С 11 лет началась моя трудовая деятельность – в 1942 году я пошла работать в совхоз. В совхозе трудились и мои одноклассницы, и все девочки моего возраста из соседних деревень. Контора этого сельхозпредприятия была в деревне Трестьяны. Мы работали на прополке моркови, помидор, свеклы и капусты. Однажды подошла ко мне Ольга Ивановна, начальница, и говорит: «Зина, тебя тетя Надя, повариха наша, просит, чтобы ты поработала на кухне». Раз приказывают, значит, надо идти. Тетя Надя посылала меня на молочно-животноводческую ферму за молоком, она, эта МЖФ, и сейчас там есть. А молока надо было принести два ведра на коромысле. Я с этим коромыслом сначала шла вброд по Воложке, потом поднималась к деревне Трестьяны, а дальше шла лесом. И в один прекрасный день иду, а на пне сидит змеища, я остолбенела, встала, она на меня глядит, а я на нее. Я стояла и думала: только бы не забренчать железными ведрами. Но прошла. Налили мне молока, думаю, как же мне возвращаться? Иду, гляжу, а змеи нет. Думаю, слава богу, я жива. Потом тетя Надя-повариха включила меня в график кормить рабочих по утрам. А я ничего не понимала, столько валила картошки, что мне все говорили: «Спасибо!» Так я три года трудилась все летние каникулы.

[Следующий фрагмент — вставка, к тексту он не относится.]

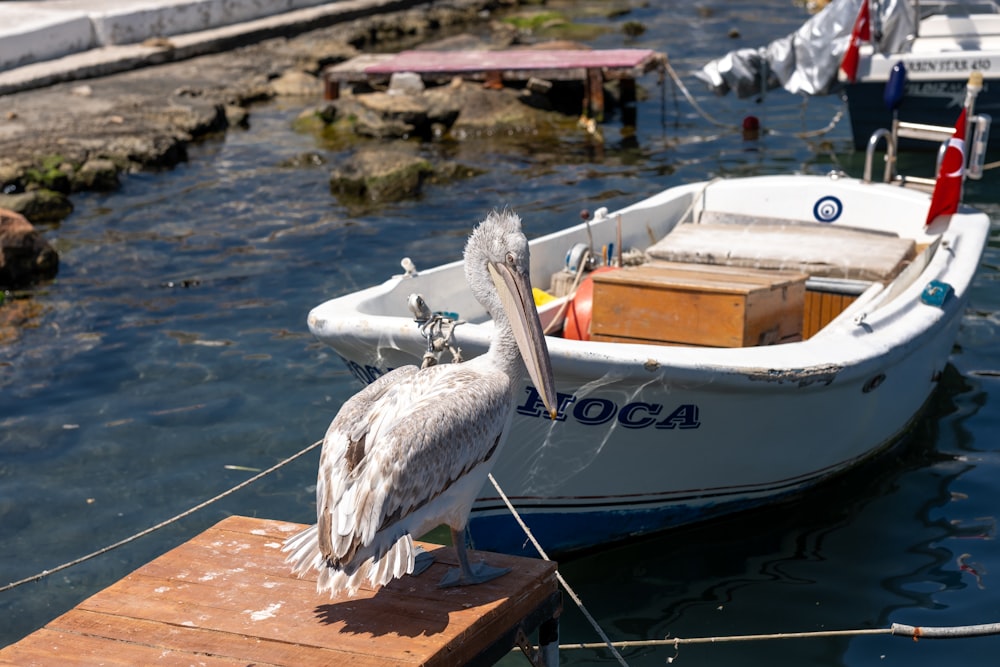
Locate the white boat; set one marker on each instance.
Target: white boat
(949, 41)
(905, 60)
(766, 334)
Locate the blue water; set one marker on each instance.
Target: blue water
(171, 355)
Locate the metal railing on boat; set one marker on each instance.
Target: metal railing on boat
(977, 131)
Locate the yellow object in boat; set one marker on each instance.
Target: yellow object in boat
(541, 296)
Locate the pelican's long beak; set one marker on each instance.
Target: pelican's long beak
(519, 303)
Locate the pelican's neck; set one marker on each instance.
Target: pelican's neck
(503, 347)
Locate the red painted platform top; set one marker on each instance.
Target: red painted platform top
(510, 59)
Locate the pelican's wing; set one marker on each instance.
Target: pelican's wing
(395, 449)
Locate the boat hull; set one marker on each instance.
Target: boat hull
(931, 102)
(657, 436)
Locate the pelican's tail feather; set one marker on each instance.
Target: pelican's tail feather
(303, 551)
(367, 566)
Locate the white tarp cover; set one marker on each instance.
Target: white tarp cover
(807, 60)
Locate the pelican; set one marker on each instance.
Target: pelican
(411, 451)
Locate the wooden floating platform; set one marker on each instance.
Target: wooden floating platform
(592, 67)
(227, 598)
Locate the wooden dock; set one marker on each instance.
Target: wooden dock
(227, 598)
(591, 67)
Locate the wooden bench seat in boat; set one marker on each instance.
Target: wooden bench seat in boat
(826, 251)
(671, 303)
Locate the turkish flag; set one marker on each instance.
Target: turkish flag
(948, 187)
(861, 33)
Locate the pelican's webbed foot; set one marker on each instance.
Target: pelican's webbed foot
(421, 562)
(466, 574)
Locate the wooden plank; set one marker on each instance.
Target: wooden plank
(227, 597)
(434, 62)
(697, 305)
(814, 249)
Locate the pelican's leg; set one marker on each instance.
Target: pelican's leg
(465, 574)
(422, 561)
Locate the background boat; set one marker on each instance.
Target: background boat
(172, 355)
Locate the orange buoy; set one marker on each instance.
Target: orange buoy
(578, 314)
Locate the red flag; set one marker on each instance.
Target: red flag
(951, 173)
(861, 33)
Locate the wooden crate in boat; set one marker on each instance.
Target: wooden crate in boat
(696, 304)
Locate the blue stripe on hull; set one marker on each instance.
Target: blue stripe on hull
(564, 532)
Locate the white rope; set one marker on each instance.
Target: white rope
(162, 524)
(576, 598)
(896, 630)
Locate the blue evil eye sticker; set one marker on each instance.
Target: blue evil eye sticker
(827, 209)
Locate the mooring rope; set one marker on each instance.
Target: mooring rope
(162, 524)
(569, 589)
(805, 134)
(896, 630)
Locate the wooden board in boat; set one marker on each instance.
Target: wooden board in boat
(817, 250)
(696, 304)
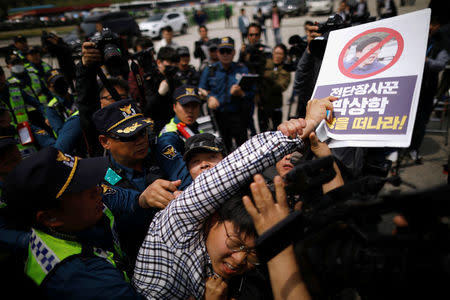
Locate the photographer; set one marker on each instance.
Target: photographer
(275, 81)
(160, 86)
(186, 74)
(201, 46)
(142, 58)
(254, 56)
(94, 54)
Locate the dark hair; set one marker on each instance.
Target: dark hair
(115, 81)
(168, 28)
(169, 54)
(282, 46)
(256, 25)
(144, 42)
(361, 45)
(233, 210)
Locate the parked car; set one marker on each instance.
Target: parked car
(266, 9)
(316, 7)
(154, 24)
(293, 7)
(119, 22)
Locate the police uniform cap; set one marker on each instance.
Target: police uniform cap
(6, 134)
(42, 178)
(213, 43)
(203, 142)
(183, 51)
(226, 43)
(20, 39)
(185, 94)
(121, 118)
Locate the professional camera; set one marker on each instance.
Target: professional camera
(146, 60)
(108, 43)
(46, 36)
(256, 61)
(341, 245)
(295, 52)
(317, 46)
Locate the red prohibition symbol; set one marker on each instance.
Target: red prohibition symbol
(353, 70)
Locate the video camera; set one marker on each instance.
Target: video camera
(340, 244)
(45, 36)
(256, 58)
(295, 52)
(317, 46)
(108, 43)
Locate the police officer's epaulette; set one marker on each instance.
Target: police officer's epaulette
(212, 68)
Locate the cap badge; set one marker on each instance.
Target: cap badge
(130, 128)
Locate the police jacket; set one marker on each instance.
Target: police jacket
(218, 81)
(85, 268)
(170, 151)
(132, 228)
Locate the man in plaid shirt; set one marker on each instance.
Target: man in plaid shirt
(177, 257)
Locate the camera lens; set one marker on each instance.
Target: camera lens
(111, 51)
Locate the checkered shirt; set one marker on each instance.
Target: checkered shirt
(173, 262)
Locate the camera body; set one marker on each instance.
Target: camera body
(108, 43)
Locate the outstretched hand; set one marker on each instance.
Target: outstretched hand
(265, 212)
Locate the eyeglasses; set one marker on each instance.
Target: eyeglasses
(225, 51)
(131, 138)
(235, 245)
(110, 98)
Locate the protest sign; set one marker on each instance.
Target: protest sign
(375, 69)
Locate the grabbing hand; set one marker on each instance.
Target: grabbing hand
(292, 128)
(319, 148)
(90, 55)
(159, 193)
(216, 288)
(236, 90)
(266, 212)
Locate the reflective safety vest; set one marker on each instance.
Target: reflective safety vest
(16, 101)
(19, 113)
(66, 113)
(45, 252)
(35, 90)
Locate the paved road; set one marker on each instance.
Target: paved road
(434, 151)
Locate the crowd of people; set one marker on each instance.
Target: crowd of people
(110, 188)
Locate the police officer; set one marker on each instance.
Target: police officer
(226, 96)
(170, 145)
(35, 63)
(20, 47)
(186, 73)
(71, 225)
(16, 101)
(63, 116)
(124, 134)
(212, 45)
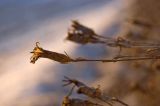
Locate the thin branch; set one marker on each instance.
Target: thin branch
(94, 93)
(83, 35)
(39, 52)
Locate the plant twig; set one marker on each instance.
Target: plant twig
(95, 93)
(83, 35)
(39, 52)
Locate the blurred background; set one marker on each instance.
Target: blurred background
(24, 22)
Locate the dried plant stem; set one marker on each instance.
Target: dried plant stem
(94, 93)
(39, 52)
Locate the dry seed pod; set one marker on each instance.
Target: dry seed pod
(81, 34)
(39, 52)
(77, 102)
(95, 93)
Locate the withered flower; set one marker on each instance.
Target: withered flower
(39, 52)
(77, 102)
(81, 34)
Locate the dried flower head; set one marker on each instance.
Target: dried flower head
(81, 34)
(77, 102)
(37, 51)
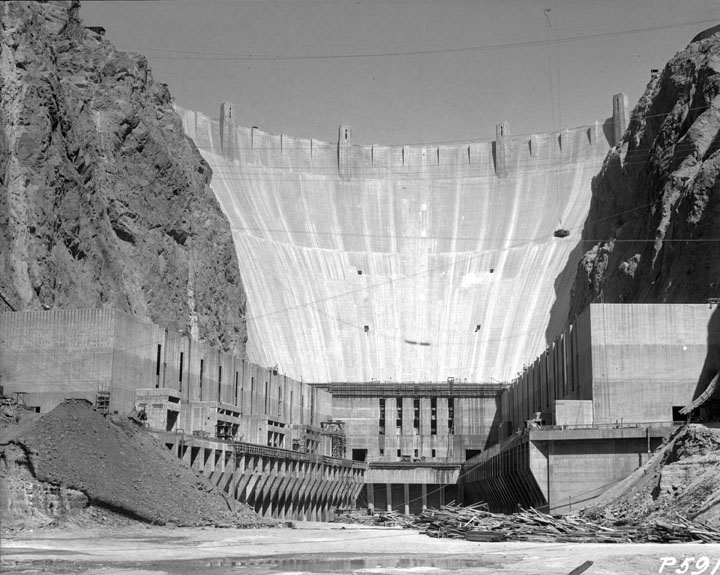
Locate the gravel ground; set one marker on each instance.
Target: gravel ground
(322, 548)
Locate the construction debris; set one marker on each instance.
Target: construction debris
(475, 524)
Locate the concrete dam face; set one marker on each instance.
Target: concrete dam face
(404, 264)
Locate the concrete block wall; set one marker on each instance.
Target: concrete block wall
(632, 362)
(563, 371)
(475, 426)
(646, 359)
(55, 355)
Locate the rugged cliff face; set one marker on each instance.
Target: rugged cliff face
(653, 231)
(103, 200)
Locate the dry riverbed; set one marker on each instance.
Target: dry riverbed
(324, 548)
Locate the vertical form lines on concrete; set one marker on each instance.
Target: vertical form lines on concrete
(501, 148)
(345, 152)
(620, 114)
(227, 130)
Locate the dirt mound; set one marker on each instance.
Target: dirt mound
(681, 478)
(119, 467)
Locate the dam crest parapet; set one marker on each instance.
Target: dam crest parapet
(501, 157)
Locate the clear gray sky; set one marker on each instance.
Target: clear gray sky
(404, 71)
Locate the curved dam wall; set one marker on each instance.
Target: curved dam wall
(407, 263)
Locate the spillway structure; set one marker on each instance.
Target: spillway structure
(422, 263)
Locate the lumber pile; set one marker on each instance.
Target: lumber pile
(475, 523)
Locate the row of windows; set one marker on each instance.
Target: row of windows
(280, 406)
(416, 415)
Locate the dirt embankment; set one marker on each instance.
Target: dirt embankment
(681, 478)
(73, 457)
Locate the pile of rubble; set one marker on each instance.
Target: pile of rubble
(682, 478)
(475, 524)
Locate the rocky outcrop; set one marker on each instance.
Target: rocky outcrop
(653, 230)
(103, 200)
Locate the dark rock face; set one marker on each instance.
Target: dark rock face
(653, 231)
(103, 200)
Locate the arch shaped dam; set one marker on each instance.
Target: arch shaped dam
(408, 263)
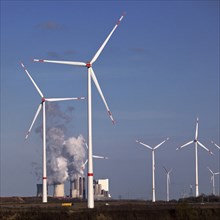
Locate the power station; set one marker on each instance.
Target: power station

В победном мае 1945 года я закончила 7 классов Правдинской школы им. Ленина, которая была деревянной и находилась около бумкомбината. В школу мы из деревни ходили пешком. Вернулся из Сеймы папа, сказал: «Пойдешь учиться дальше». А я думаю – я так устала, так измучилась. Кроме того, что я работала, маме надо было помогать дома: картошки ведро каждый день начистить, помочь со скотиной.
Правдинские девочки, которые окончили семь классов, отправились в город Горький поступать в речное училище. Они приехали, а девочек уже не принимают – война закончилась. И они подали заявление в балахнинский техникум, и я с ними. Я не знала, на кого я пошла учиться, какую специальность приобретать. Все девочки, с которыми я училась в школе, окончили этот техникум и получили специальность «теплотехник». Изучали турбины, котлы, вентиляцию. По окончании по распределению поехала в Сибирь, в Свердловскую область. Встретили меня там хорошо, но работала я недолго. Еще работала в Заволжье на механическом заводе – сначала теплотехником, потом в производственном и плановом отделах.
Затем перешла на Правдинский завод радиорелейной аппаратуры, и с 1960 года живу в Правдинске.